The Introduction to the book presents historical examples of antinomian and legalistic approaches to canon law (antinomianism diminishes or denies the importance of canon law, while legalism overestimates the function of canon law in the life of the Catholic Church).
The Introduction discusses these approaches as threats to the rule of law in the Church, and describes the concept of the rule of law in the thought of various Anglo-American legal theorists.
Chapter One offers an overview of canon law as the "home system" in this comparative study. The remaining chapters consider antinomian and legalistic approaches to the rule of law in light of three specific issues: the sexual abuse crisis, ownership of church property, and the denial of Holy Communion to Catholic public officials.
Chapters Two and Three discuss the failure of the rule of law as a result of antinomian and legalistic approaches to the sexual abuse crisis.
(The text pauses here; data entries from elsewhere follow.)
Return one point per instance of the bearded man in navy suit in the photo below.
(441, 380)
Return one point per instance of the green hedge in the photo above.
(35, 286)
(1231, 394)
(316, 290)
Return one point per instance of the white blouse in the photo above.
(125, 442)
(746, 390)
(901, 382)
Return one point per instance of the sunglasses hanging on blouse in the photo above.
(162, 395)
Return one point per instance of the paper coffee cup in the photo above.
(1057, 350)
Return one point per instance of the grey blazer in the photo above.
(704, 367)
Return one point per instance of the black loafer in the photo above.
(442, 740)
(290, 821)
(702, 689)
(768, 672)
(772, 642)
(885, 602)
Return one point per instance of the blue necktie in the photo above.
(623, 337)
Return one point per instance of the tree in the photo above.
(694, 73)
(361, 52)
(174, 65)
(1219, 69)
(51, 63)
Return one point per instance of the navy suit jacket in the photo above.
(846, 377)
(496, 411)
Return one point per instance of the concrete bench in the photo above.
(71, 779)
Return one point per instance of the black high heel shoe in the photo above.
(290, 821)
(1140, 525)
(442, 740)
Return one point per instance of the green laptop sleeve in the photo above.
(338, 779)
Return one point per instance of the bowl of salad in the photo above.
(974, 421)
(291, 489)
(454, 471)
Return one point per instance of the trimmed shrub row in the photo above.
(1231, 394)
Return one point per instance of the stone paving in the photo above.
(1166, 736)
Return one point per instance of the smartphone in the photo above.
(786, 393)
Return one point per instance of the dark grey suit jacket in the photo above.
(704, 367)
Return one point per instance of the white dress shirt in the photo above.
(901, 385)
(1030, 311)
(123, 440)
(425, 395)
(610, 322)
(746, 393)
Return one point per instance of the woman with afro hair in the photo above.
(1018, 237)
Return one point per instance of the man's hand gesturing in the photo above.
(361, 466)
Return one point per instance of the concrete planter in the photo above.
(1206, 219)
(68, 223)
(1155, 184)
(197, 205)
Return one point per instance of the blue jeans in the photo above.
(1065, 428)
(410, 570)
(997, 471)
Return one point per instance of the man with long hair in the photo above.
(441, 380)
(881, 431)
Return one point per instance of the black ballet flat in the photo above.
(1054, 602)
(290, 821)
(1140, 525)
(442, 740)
Chapters Four and Five compare the concept of property in canon law with that of liberal political theory; they discuss the ownership of parish property in light of diocesan bankruptcies, the relationship between church property and the law of the secular state, and the secularization of Catholic institutions and their property.
Chapters Six and Seven raise the indeterminacy claim with regards to canon law and the arguments for and against the denial of Holy Communion to Catholic public officials. Although the three issues arise in the context of the United States, they raise broader theoretical issues about antinomianism, legalism, and the rule of law. Throughout the comparative study, American legal theory functions to clarify these broader issues in canon law. The concluding chapter offers a synthesis of this comparative study.